More clarity needed to gauge the impact of Kamath Committee recommendations
ETHospitalityWorld spoke to experts in the industry on their view of the Kamath Committee recommendations and the RBI’s move to accept them. The general view is that the document needs to be examined carefully, but many think that the hospitality industry may not be able to make full use of the measures.
“The RBI notification on restructuring of debt for Covid impacted sectors based on the recommendations of the Kamath Committee is a welcome measure for the hospitality sector, in terms of the ability for this severely impacted sector to find relief through a revised debt repayment plan, aimed at overcoming the cash flow shortages that have emerged and are likely to remain over at least the next 12 to 18 months.
“However, based on the information so far available, the qualifying financial ratios provided as a guideline for restructuring existing debt which take into account the debt to equity ratio and the debt to EBITDA ratio appear to be restrictive for most debt holders and may not bring the desired relief to a majority of the sector. We await for more information and clarity on the restructuring process including the fine print for the hospitality sector to be able to comment on a more definitive basis,” said Mandeep S Lamba, President (South Asia), HVS ANAROCK.
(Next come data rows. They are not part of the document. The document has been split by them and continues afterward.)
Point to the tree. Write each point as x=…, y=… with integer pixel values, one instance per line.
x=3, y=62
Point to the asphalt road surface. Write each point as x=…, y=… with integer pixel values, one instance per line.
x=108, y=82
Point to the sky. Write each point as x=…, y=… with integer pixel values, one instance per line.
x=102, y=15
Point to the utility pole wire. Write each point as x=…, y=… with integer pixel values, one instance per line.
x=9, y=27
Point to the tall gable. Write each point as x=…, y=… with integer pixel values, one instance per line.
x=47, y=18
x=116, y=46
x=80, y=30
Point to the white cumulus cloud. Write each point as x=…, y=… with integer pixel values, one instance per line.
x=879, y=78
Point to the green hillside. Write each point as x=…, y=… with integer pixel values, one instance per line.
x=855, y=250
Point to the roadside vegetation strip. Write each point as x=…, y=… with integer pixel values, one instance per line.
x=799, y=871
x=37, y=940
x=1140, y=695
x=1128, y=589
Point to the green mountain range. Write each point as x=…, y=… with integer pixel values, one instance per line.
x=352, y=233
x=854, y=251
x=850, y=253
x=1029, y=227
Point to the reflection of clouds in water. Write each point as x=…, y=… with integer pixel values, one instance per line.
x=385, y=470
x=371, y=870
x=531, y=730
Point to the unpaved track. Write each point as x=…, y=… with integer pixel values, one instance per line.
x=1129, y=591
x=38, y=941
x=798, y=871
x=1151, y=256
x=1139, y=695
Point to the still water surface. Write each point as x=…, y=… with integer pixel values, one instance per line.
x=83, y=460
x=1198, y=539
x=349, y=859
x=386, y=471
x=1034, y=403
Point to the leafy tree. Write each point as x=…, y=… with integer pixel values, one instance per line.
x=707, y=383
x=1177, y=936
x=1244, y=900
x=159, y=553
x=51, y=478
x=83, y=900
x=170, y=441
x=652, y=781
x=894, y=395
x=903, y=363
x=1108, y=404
“It’s going to be a relief for the hospitality sector as there is a possibility of further moratorium on case-to-case basis. But debt tenure extension as per policy is allowed for maximum up to 2 years, extension of tenure for up to 5 years could have been more effective for hotels which are moderately or highly leveraged as hotels will take 3 to 4 years to fully recover to reach its Pre-Covid performance levels in terms of ARR and occupancy,” said Nandivardhan Jain, Founder & CEO, Noesis Capital Advisors.
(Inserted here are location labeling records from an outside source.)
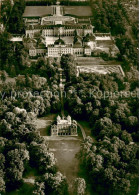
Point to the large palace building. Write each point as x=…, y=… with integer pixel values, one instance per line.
x=64, y=30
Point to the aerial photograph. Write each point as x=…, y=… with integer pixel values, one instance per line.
x=69, y=93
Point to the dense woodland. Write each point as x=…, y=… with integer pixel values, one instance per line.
x=113, y=120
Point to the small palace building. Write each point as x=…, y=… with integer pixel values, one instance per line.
x=64, y=126
x=64, y=30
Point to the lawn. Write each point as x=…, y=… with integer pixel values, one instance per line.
x=65, y=151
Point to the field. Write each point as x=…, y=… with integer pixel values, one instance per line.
x=39, y=11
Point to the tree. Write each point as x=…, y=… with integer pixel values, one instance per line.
x=79, y=186
x=108, y=162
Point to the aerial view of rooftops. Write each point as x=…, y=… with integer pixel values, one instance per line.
x=69, y=93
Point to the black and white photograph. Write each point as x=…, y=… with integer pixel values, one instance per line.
x=69, y=93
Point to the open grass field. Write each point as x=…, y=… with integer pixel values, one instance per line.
x=39, y=11
x=65, y=151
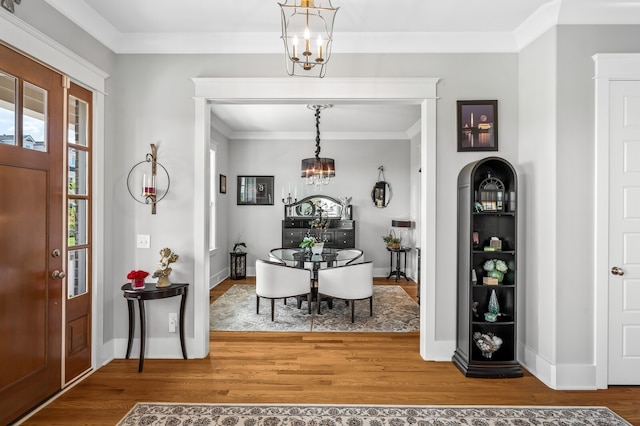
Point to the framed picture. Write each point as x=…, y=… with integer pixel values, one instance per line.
x=477, y=125
x=255, y=190
x=223, y=184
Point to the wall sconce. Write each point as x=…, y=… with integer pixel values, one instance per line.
x=144, y=176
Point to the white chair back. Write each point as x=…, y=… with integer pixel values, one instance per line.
x=284, y=255
x=348, y=256
x=275, y=281
x=349, y=282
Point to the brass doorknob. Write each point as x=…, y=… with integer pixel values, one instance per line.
x=58, y=274
x=616, y=270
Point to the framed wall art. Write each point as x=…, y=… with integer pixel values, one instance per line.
x=255, y=190
x=477, y=125
x=223, y=184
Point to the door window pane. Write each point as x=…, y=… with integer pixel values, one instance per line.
x=77, y=132
x=34, y=117
x=78, y=167
x=77, y=222
x=77, y=273
x=7, y=109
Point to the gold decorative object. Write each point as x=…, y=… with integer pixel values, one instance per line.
x=167, y=257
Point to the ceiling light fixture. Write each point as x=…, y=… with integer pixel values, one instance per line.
x=318, y=171
x=309, y=19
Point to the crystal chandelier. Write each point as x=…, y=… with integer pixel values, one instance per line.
x=318, y=171
x=309, y=20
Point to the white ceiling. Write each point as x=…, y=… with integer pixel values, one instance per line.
x=362, y=26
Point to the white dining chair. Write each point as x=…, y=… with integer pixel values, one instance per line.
x=348, y=256
x=350, y=282
x=284, y=255
x=278, y=281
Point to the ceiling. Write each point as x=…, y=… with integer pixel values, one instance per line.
x=362, y=26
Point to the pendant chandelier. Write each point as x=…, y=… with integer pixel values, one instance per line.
x=318, y=171
x=309, y=22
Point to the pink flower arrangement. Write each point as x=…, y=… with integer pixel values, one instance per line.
x=137, y=275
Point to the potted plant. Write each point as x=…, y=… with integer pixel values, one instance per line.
x=393, y=242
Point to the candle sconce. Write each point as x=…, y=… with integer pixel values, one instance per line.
x=145, y=174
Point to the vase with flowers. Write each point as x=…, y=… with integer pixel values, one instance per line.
x=137, y=278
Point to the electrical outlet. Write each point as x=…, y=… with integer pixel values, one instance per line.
x=144, y=241
x=173, y=322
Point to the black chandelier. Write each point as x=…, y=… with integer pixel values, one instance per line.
x=318, y=171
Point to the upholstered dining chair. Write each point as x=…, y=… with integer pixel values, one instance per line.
x=277, y=281
x=348, y=256
x=283, y=255
x=350, y=282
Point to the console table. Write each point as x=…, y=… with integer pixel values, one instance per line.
x=151, y=292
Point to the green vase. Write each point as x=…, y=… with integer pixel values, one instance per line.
x=494, y=306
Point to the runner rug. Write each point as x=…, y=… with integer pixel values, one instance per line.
x=393, y=311
x=365, y=415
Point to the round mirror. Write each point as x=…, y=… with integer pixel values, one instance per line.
x=381, y=194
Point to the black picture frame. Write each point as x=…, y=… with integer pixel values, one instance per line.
x=223, y=184
x=255, y=191
x=477, y=125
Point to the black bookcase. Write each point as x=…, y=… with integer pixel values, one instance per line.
x=487, y=238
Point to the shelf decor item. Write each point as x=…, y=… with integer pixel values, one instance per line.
x=486, y=341
x=167, y=257
x=137, y=278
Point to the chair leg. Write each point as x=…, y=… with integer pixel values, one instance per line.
x=273, y=304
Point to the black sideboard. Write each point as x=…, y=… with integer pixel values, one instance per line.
x=339, y=234
x=340, y=231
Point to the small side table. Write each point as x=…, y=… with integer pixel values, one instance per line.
x=398, y=272
x=238, y=265
x=151, y=292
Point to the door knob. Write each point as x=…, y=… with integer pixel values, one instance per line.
x=58, y=274
x=616, y=270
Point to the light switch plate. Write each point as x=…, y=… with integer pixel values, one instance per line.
x=144, y=241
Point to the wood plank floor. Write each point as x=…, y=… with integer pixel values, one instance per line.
x=308, y=368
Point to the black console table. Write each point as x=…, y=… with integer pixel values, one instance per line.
x=151, y=292
x=398, y=271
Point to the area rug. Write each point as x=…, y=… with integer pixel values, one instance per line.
x=393, y=311
x=365, y=415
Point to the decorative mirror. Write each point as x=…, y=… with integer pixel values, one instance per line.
x=381, y=192
x=310, y=207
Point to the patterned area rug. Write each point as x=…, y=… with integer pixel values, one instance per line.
x=393, y=311
x=353, y=415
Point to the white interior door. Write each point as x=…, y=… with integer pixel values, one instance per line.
x=624, y=236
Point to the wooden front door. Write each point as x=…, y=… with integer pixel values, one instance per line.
x=31, y=233
x=624, y=237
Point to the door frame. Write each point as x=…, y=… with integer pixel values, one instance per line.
x=608, y=68
x=415, y=91
x=22, y=36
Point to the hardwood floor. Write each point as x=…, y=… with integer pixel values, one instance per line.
x=308, y=368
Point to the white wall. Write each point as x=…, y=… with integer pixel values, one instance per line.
x=537, y=206
x=357, y=163
x=219, y=258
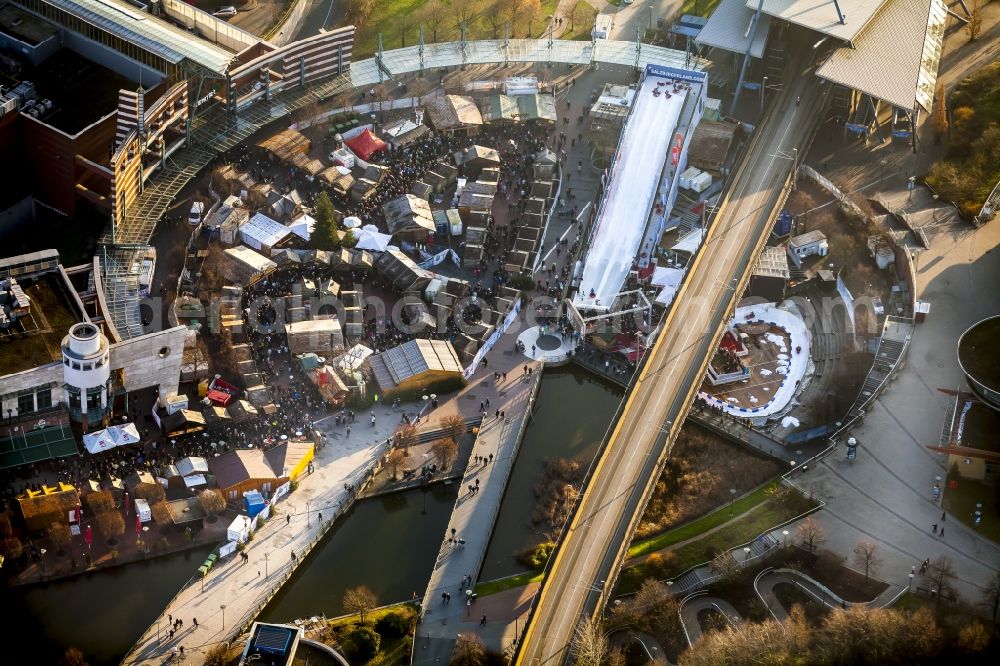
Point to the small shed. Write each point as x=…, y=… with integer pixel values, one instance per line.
x=415, y=364
x=263, y=233
x=409, y=218
x=285, y=144
x=243, y=263
x=242, y=470
x=402, y=272
x=403, y=132
x=322, y=336
x=454, y=114
x=806, y=245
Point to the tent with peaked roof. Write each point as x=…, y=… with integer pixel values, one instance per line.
x=375, y=241
x=366, y=144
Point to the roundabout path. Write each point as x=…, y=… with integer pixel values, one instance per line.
x=766, y=581
x=693, y=605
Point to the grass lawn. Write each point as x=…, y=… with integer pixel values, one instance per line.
x=703, y=524
x=789, y=596
x=371, y=617
x=584, y=23
x=770, y=514
x=970, y=170
x=395, y=652
x=508, y=583
x=961, y=504
x=399, y=22
x=699, y=7
x=911, y=602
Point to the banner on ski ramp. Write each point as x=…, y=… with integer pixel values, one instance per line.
x=492, y=340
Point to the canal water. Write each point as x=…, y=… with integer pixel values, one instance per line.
x=387, y=543
x=102, y=613
x=571, y=416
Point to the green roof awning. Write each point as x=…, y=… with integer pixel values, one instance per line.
x=37, y=445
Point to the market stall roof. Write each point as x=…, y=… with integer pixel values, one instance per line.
x=896, y=58
x=372, y=240
x=192, y=465
x=726, y=28
x=453, y=111
x=262, y=231
x=366, y=144
x=286, y=144
x=111, y=437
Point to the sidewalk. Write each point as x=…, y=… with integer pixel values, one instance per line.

“The KV Kamath Committee has selected 26 sectors, including real estate and construction, that will require restructuring. The current times in the aftermath of the Covid-19 pandemic require extraordinary measures. Restructuring is certainly one of them. However, timely action is needed to bail out the sector. As the sector continues to face challenges in terms of a large debt and reduced liquidity, loan restructuring as recommended by the committee will go a long way in benefitting the sector and its stakeholders,” said a more optimistic Ankush Kaul, President (Sales & Marketing), Ambience Group.